E. T. : Il y a eu des progrès dans les techniques d’imagerie et notamment de l’IRM dans les années 2000, ce qui a permis de révolutionner le diagnostic de l’AVC. Pourquoi ? Parce qu’on peut faire un diagnostic plus précoce, plus précis notamment sur des petites lésions. Nous pouvons mieux évaluer la sévérité de l’AVC et donc l’état du cerveau. L’existence aujourd’hui de 139 unités neuro-vasculaires en France favorise également la prise en charge des patients victimes d’AVC. Et puis d’énormes progrès ont été faits en matière de prévention depuis 40 ou 50 ans. On traite mieux l’hypertension, le cholestérol, le diabète, facteurs de risque de cette maladie. Le risque d’AVC est moindre que nos ancêtres mais comme on vit plus longtemps, le risque d’AVC reste important. Par le simple fait de l’âge et du vieillissement, le nombre d’AVC continue d’augmenter. C’est paradoxal, on progresse dans le traitement mais on fait apparaître des maladies liées au vieillissement. L’AVC devient une maladie chronique. En effet, si l'AVC est une maladie aiguë, ses conséquences sont chroniques (handicap, démence, troubles cognitifs sans démence, dépression, récidive d’AVC…) à moyen et long terme. Mais les séquelles sont moins importantes qu’avant et les patients en meurent moins.

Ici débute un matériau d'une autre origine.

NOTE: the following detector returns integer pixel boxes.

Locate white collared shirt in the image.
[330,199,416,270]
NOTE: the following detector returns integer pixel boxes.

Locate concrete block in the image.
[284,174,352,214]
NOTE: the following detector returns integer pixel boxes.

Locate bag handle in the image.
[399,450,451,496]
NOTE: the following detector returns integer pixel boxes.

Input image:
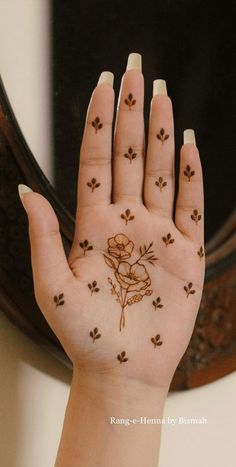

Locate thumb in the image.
[18,185,73,290]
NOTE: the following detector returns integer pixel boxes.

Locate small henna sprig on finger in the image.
[184,282,196,298]
[124,148,137,164]
[190,209,202,225]
[150,334,163,349]
[120,209,135,225]
[88,281,100,295]
[155,177,167,191]
[184,165,195,182]
[117,351,128,363]
[124,92,136,110]
[162,233,175,247]
[92,117,103,134]
[87,178,101,193]
[197,246,205,259]
[157,128,170,144]
[53,293,65,307]
[89,328,101,343]
[79,240,93,256]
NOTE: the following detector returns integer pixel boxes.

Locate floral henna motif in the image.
[92,117,103,133]
[191,209,202,225]
[197,246,204,259]
[53,293,65,306]
[124,92,136,110]
[103,234,157,331]
[157,128,170,144]
[79,240,93,255]
[120,209,134,225]
[184,165,195,182]
[155,177,167,191]
[184,282,196,298]
[124,148,137,164]
[150,334,163,349]
[87,178,101,193]
[162,233,175,247]
[89,328,101,342]
[88,281,100,295]
[117,351,128,363]
[152,297,164,310]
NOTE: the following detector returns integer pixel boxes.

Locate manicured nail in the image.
[153,79,167,96]
[126,53,142,71]
[184,130,196,146]
[18,184,33,201]
[97,71,114,87]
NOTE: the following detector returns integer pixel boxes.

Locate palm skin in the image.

Quel est le rôle de la télémédecine dans la prise en charge de l’AVC ?

E.T. : Aujourd’hui, on compte environ 150 sites de téléAVC. La télémédecine a amélioré la prise en charge de l’AVC et s’est démocratisée sur tout le territoire. Les premières expériences datent d’il y a plus de 10 ans. On a ainsi réduit les inégalités d’accès au traitement de l’AVC aigu. En effet, en cas d’artère bouchée, on peut pratiquer la thrombolyse, c’est-à-dire administrer un médicament par voie intraveineuse. Un neurologue donne son expertise à un collègue des urgences de l’établissement concerné via la télémédecine. Il peut interroger le patient, consulter l’imagerie et décider du traitement à mettre en place. La partie la plus aiguë peut ainsi être prise en charge dans l’hôpital classique avant que le patient soit transféré dans une unité neuro-vasculaire (UNV). Un exemple sur un site dans la Manche où il n’y a pas ce type d’unité : avant la télémédecine, seulement 3 ou 4 thrombolyses étaient pratiquées chaque année, aujourd’hui, on en fait 25.